John L. Turner MD, was Philadelphia FIGHT’s founding Principal Investigator. John was one of the first physicians, and among the only openly gay physicians, to come forward to treat HIV in the earliest years of the epidemic. His practice provided comfort and solace, but most importantly, hope, for people living with HIV, at a time when there was very little hope. Yet John’s amazing ability to lay on hands, and remind his patients of the many reasons they had to live, helped many people to stay alive until the drugs did come. He was tireless in his attention to his patients, working seemingly endless hours in his office at Graduate Hospital for many many years. As an openly gay physician at a time when that was still a brave and unusual way to present himself, John also opened up a space where openly gay men could feel completely accepted, with no need to dissemble or to hide who they were in order to receive care.
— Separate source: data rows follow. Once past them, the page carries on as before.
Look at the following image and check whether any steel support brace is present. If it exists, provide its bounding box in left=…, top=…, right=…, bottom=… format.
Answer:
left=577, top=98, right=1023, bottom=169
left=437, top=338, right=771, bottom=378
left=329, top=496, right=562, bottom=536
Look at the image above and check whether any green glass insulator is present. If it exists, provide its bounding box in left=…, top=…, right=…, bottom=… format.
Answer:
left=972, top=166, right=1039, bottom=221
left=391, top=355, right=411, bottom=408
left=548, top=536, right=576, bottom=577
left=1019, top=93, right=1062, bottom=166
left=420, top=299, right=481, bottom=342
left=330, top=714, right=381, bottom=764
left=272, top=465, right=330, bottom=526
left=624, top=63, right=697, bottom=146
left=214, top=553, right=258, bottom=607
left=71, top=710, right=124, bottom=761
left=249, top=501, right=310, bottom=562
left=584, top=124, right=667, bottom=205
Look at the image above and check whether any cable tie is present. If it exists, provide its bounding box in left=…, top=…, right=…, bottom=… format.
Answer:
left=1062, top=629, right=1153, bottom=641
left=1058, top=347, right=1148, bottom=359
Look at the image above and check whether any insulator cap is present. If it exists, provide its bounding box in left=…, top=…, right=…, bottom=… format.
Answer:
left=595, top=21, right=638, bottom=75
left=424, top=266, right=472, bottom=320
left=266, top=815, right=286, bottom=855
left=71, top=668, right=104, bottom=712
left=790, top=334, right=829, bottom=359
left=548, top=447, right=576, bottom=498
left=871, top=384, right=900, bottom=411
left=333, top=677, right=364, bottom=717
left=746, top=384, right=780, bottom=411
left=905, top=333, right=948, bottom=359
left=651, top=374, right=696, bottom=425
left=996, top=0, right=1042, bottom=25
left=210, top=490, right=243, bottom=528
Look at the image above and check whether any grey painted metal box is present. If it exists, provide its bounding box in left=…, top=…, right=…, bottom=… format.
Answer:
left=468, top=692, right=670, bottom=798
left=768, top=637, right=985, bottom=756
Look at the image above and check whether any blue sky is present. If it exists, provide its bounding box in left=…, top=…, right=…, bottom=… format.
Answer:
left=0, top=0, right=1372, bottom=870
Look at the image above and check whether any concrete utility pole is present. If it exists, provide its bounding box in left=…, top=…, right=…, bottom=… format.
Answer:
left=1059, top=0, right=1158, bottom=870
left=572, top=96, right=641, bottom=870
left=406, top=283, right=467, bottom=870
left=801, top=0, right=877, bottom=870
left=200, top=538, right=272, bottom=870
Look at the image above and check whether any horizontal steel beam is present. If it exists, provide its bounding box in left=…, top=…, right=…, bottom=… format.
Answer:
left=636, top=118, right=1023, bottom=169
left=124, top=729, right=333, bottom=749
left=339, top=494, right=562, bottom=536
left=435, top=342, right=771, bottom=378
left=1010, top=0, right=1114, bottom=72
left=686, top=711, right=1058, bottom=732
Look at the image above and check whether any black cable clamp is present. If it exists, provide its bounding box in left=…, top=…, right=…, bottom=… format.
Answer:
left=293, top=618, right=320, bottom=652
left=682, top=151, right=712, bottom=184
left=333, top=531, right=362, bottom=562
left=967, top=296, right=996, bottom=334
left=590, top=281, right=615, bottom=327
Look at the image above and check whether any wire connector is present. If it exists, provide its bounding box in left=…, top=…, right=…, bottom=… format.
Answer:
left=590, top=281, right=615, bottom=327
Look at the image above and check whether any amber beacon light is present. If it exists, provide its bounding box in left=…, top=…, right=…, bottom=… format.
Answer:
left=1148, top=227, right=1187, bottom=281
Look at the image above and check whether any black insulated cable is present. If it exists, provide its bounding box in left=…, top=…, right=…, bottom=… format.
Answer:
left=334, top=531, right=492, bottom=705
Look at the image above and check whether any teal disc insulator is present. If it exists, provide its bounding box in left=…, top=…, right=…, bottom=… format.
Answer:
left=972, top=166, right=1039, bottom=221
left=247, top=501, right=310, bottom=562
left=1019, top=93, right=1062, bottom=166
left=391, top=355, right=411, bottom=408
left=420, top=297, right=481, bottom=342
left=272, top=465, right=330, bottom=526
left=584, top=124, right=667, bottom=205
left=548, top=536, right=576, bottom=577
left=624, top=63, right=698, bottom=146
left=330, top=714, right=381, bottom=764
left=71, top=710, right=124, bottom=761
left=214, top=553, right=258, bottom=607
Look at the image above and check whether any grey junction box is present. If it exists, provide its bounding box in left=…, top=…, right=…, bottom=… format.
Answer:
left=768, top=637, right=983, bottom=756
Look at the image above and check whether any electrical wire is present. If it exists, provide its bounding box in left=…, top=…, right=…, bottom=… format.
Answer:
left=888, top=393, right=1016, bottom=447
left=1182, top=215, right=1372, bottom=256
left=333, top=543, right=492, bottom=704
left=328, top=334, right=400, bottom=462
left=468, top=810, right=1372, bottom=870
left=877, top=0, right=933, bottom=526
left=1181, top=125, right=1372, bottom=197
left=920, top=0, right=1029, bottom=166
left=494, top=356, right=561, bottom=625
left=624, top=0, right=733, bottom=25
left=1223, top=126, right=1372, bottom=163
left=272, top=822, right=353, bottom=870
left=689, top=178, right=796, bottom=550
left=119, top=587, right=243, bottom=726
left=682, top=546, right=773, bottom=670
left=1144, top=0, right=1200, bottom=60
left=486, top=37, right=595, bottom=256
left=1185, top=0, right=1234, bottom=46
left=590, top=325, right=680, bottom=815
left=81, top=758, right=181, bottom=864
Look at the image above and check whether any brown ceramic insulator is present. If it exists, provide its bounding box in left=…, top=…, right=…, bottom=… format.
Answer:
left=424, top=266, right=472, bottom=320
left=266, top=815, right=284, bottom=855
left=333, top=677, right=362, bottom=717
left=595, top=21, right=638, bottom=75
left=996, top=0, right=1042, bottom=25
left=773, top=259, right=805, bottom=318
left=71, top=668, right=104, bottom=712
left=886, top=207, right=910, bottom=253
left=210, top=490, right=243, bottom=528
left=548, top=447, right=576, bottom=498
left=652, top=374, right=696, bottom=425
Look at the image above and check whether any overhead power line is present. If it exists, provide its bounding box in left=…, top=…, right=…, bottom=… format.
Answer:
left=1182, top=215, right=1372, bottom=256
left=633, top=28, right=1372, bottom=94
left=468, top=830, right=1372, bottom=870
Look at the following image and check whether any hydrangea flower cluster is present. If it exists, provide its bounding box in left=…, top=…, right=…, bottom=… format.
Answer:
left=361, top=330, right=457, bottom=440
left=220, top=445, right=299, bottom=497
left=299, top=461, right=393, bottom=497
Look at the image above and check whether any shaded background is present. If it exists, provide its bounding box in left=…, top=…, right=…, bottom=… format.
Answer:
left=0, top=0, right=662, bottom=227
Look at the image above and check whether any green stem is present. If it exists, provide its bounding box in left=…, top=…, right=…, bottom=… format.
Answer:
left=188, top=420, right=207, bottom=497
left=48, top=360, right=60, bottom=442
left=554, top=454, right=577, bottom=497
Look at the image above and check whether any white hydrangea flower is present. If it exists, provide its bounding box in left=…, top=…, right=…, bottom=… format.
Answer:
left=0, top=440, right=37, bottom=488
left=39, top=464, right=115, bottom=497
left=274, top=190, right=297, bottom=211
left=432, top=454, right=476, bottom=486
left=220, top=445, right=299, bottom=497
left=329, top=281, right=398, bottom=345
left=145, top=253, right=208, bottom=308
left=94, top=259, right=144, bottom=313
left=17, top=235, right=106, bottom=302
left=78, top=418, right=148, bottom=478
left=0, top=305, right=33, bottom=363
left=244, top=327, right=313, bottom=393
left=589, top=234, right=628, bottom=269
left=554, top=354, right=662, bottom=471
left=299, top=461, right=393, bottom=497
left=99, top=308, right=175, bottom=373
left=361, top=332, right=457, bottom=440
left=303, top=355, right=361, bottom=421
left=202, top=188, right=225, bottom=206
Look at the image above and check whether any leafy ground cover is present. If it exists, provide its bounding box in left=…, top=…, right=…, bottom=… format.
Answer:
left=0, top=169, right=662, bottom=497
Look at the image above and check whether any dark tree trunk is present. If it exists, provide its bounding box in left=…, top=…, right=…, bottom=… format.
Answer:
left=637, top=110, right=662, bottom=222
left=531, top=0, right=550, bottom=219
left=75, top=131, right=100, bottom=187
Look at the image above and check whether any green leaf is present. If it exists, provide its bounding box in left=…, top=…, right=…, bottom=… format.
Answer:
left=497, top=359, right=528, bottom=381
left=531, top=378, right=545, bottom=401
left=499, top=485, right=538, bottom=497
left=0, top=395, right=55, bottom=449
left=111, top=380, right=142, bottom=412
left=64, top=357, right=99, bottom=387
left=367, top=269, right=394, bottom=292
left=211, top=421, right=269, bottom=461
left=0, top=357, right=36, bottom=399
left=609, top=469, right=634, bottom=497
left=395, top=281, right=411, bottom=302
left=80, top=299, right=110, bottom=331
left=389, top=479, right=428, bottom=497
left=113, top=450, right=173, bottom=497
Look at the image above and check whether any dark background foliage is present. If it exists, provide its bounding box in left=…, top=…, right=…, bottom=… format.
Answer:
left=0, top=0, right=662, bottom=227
John was also a pioneer in the testing of new medicines for HIV, helping his patients get access to clinical trials well before the well organized system of trials we have today. In his role as founder and Principal Investigator of Philadelphia FIGHT, John saw the need for Philadelphia to have a clinical trials organization that would be based in the community and that would provide additional access to people who needed trials to stay alive. He also saw the need to think outside the box, and to assure that ideas that might have been new or different received adequate attention. In particular he was an early adopter of the idea that the immune system itself could play a role in controlling HIV and worked with many initiatives, including those developed by Jonas Salk, to see if this concept could be made into a reality. John also participated in many city-wide efforts to bring organization to the various AIDS initiatives in Philadelphia, and spoke widely throughout our community to explain what this new disease called AIDS was all about and why people should not turn away from those living with HIV.
John had so many other accomplishments that could be described, but more than anything, we want to remember this one: every patient who came to see John in the 1980’s, when AIDS was new, and there were no drugs or drugs that were virtually useless, when people were dying every single day and there seemed to be no end in sight – every patient who came to see John in those days left his office less afraid than when they went in.